И вот белая синева. Пугающе дальний тот берег, и далеко друг от друга расставленные сани в серо-синих потемках движутся, словно плывут, к тому, противоположному, спасительному левому берегу. Где-то потрескивает. Какие-то смутные гулы доносит с верховьев. Кони, сторожко поводя ушами (животные чуют опасность лучше людей!), ступают на синий ноздреватый лед. Всадники, многие, запаслись шестами, иные держат долгие копья поперек седел. Кто-то ведет своего скакуна в поводу, и только уж к исходу ночи, вымочивши сапоги и копыта коней в заберегах, ратные вздыхают облегченно – пронесло! Обретают голос, окликают друг друга с судорожным весельем. Замечают кого-то, поскользнувшегося на наледи и тщетно пытающегося поднять на ноги взоржавшего коня, а конь взмывает, бьется и падает, он сломал ногу, и надобно прирезать его, снявши сбрую и седло. А ратнику жаль, он плачет, зло всхлипывая: конь свой, родной, выращенный с жеребенка, и он просит прирезать коня товарищей, у самого никак не поднимается рука. И все, ругаясь, шуткуя, окликая один другого, чутко наставя ухо, ждут: ждут грозного гула двинувшейся стихии, ждут того рокового мгновения, когда – брось все и спасай жизнь, ибо сожмет, зажмет, перемелет в ледяном крошеве и бросит изуродованный труп на корм рыбам. А то провалишь в весеннюю водомоину и будешь красными сливеющими пальцами цеплять обламывающиеся ледяные края, а темная вода с тугою силой будет тянуть тебя, отчаянно сопротивляющегося, туда, под лед, в холодное рыбье царство.

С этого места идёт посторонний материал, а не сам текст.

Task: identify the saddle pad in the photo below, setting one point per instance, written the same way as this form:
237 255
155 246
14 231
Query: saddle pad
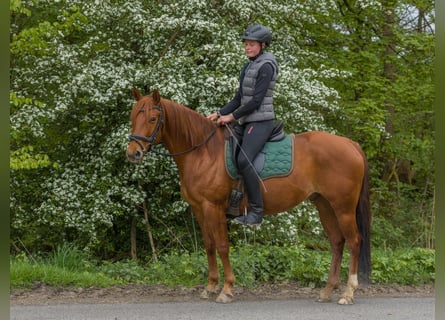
275 160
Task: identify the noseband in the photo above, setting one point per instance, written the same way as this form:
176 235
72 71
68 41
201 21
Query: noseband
151 139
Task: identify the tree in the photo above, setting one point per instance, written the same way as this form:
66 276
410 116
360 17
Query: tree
73 63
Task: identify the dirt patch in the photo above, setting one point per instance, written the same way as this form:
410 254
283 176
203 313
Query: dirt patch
42 294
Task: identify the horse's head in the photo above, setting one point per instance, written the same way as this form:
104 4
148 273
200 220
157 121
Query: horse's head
146 121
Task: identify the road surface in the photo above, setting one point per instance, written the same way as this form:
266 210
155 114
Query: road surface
384 308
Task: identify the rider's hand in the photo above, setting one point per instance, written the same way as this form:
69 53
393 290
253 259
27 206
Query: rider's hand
222 120
213 116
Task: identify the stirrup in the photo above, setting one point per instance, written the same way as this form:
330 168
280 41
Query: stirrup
251 219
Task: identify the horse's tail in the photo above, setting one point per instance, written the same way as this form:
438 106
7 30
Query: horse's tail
363 216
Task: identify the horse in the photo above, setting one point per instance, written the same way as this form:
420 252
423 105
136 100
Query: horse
330 170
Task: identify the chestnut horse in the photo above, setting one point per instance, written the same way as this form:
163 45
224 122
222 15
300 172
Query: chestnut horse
330 170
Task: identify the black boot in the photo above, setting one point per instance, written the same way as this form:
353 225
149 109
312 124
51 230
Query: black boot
255 215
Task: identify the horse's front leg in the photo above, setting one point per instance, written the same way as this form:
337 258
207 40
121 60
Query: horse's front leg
214 231
222 246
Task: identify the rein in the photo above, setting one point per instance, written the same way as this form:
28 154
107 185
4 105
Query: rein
151 139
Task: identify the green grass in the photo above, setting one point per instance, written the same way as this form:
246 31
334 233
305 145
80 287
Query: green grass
252 265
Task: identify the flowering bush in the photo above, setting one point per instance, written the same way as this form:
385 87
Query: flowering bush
73 65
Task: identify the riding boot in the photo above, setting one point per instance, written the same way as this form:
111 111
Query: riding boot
255 215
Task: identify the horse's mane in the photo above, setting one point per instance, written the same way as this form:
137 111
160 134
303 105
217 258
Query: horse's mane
186 124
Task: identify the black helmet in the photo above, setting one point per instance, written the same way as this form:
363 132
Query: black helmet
259 33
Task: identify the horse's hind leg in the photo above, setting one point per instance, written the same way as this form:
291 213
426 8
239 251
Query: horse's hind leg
348 226
336 240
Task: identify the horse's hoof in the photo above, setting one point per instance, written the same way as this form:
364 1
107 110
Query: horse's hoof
205 294
324 300
224 298
346 301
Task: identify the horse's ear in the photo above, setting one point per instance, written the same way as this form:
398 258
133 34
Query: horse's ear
136 94
156 96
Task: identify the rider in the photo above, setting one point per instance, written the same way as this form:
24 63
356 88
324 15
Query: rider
252 109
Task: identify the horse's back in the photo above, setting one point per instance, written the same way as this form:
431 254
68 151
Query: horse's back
326 147
328 161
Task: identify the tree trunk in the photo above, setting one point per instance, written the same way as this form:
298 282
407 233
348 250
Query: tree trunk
149 232
133 238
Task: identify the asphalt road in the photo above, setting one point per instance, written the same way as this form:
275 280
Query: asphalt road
302 309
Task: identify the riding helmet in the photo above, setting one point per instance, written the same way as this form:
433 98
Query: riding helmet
259 33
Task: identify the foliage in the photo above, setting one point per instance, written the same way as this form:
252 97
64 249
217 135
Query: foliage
252 264
73 63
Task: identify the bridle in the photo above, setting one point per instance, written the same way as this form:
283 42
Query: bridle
152 138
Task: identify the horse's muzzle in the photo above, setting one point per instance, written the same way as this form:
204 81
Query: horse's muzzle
135 156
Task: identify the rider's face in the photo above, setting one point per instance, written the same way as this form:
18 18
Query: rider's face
252 48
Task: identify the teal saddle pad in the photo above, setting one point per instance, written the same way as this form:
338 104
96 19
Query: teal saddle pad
275 160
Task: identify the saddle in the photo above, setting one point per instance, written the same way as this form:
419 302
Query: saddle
275 160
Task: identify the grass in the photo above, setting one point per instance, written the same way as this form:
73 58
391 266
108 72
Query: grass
69 266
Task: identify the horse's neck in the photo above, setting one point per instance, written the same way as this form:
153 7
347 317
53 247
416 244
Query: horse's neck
184 129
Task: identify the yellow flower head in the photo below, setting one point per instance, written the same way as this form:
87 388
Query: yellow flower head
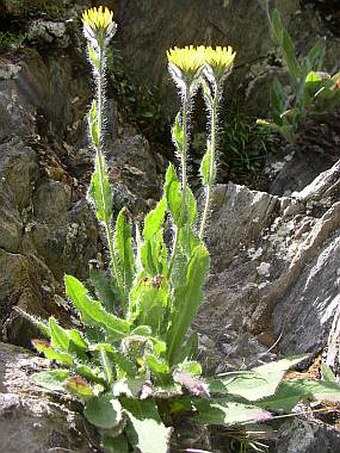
219 60
99 18
188 59
98 24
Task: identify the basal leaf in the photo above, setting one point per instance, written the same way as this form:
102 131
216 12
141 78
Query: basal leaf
104 411
148 432
51 354
156 365
327 373
187 300
228 413
79 387
277 27
115 444
52 380
258 383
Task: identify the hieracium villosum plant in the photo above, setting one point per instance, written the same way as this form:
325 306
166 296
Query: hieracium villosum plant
132 361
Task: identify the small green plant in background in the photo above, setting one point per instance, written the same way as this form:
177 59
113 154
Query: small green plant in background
133 361
311 91
11 41
245 147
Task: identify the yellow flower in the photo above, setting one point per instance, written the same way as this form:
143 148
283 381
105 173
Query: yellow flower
99 18
98 24
219 60
188 59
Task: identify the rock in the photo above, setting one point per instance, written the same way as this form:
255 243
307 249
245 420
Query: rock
31 419
275 264
315 151
306 436
216 22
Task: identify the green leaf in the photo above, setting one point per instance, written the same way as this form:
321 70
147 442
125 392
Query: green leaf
79 387
153 255
156 365
93 125
150 298
51 354
276 26
148 432
205 166
104 411
327 373
227 413
130 387
258 383
103 288
178 136
154 220
192 368
190 348
51 380
92 312
117 444
172 188
191 207
187 300
59 336
124 252
316 55
278 100
290 58
89 373
100 191
143 331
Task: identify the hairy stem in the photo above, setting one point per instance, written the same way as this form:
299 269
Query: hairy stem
212 168
184 178
102 170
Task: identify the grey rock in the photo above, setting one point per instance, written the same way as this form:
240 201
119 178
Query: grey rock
307 436
216 22
47 32
31 419
275 270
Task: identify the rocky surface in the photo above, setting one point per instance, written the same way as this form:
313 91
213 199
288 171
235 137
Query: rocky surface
146 30
47 228
276 263
33 420
274 284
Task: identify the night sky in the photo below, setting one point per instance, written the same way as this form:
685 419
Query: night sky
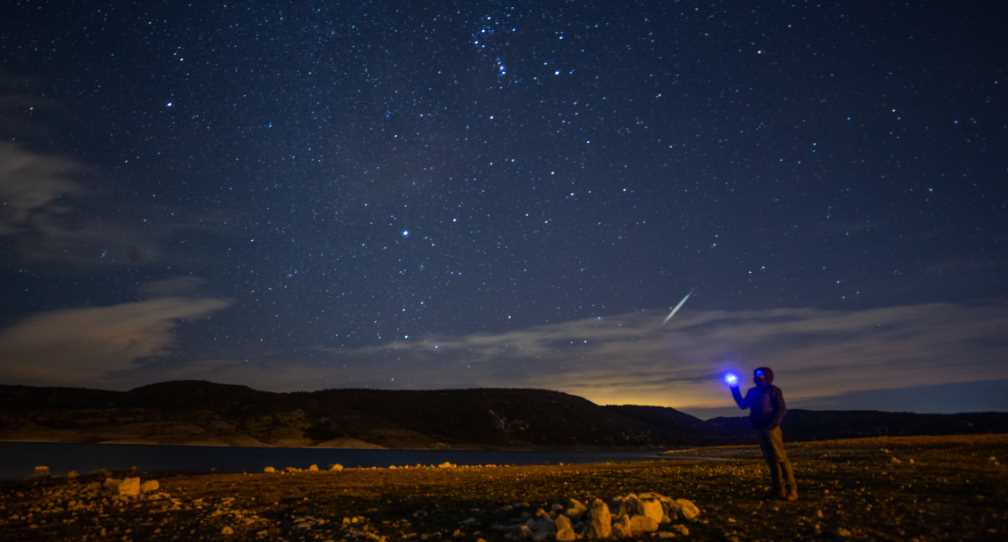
387 194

Последние возы! Последние ратные. На легких дощатых санках-волокушах переправлен сам боярин Иван Андреич Хромой (не рискнул переправляться в возке, который волокли пустой, располовинив поклажу). Последние сани, последние хмурые возчики молча, крестясь, выбираются через хрустящий заберег на берег, где уже там и тут пылают костры и ратники сушат мокрые валяные сапоги и иную намокшую лапоть. И уже не страшно! И уже охота поглядеть, как рухнет волжский лед, как валом пойдет бешеная вода, ставя на ребро огромные прозрачные льдины, как будет ледяное крошево подрезать берега, как поволокет дрань, сено, вырванные с корнем кусты и деревья, как с пушечным гулом будут лопаться куски ледяного панциря и дорогая рыба, осатанев, попрет к верховьям, против течения, слепо и упорно пробиваясь туда, где вымечет икру и, потерявши силы, поплывет вниз, едва живая, совершив новый круг жизнерождения, непрестанного торжества непрестанно обновляющейся природы.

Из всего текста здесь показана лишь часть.